Today, Cambridge Associates came out with benchmarks for U.S. growth equity funds, which they acknowledge has a murky definition somewhere between venture and buyout. So what is growth equity then? Everyone seems to love it because it's like venture in that you should be able to get a venture-like 3-5x return multiple but also like buyout in that growth equity managers are investing in more mature companies that have meaningful revenue (maybe profitable) and were most likely bootstrapped by their founders prior to raising institutional capital.
Summit Partners calls their growth equity strategy: "Financing that helps exceptional companies accelerate their growth. By providing capital, strategic guidance at the board level, and operational support, growth equity investors can help companies realize their full revenue, profit and market-value potential. Many growth equity investors will make minority investments and prefer that current managers continue running their businesses." That sounds exactly like venture capital, right? Invest money, add value, make money...
In having met with managers across the entire spectrum of self-proclaimed "growth equity" managers, there is a noticeable delineation between managers that blur the lines with late stage venture and managers that blur the lines with buyout. With notable exceptions, I think growth equity managers are minority investors and are investing in growth companies with meaningful traction and little debt coverage.

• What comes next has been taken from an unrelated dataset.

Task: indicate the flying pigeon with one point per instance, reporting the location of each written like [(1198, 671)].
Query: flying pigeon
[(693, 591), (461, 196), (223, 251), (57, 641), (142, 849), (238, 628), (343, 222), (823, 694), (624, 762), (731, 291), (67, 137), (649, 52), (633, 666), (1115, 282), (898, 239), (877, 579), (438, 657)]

In theory, growth equity should be the dream date for private equity LPs. If you can take the value-added board leadership and entrepreneurial operational experience of venture capitalists and combine it with the investment banking financial modeling, low loss rates and shorter duration to liquidity of the buyout space, what more can you ask for. If you can do a 3.0x net TVPI over an 8-year investment period consistently, wouldn't you invest in that fund all day, every day?
As late stage venture capital has become overheated and the irrational exuberance of piling into the latest and greatest tech company in the Valley subsides, we're seeing more VC firms who do later stage investing become "growth equity firms". Moreover, we're seeing more buyout firms seeking proprietary dealflow and alpha by chasing high growth venture-backed companies. I don't see any difference between a buyout fund doing a minority investment and calling it growth equity, or a venture fund doing a later stage deal with no previous venture money in the company, and calling it growth equity.
What really defines growth equity is the sourcing. If there is no proprietary deal any more in the venture ecosystem, there certainly are proprietary deals in the growth equity space. That's why there isn't a huge ecosystem of managers and it's hard to say who does growth equity and who doesn't. Direct outbound calling programs are the biggest differentiators for growth equity managers are the reason why firms like Summit, TA and Insight are among the very best.
Therefore, I don't think there is such a think as a growth equity manager, but only a growth equity deal. Growth equity may be the last bastion of proprietary deals.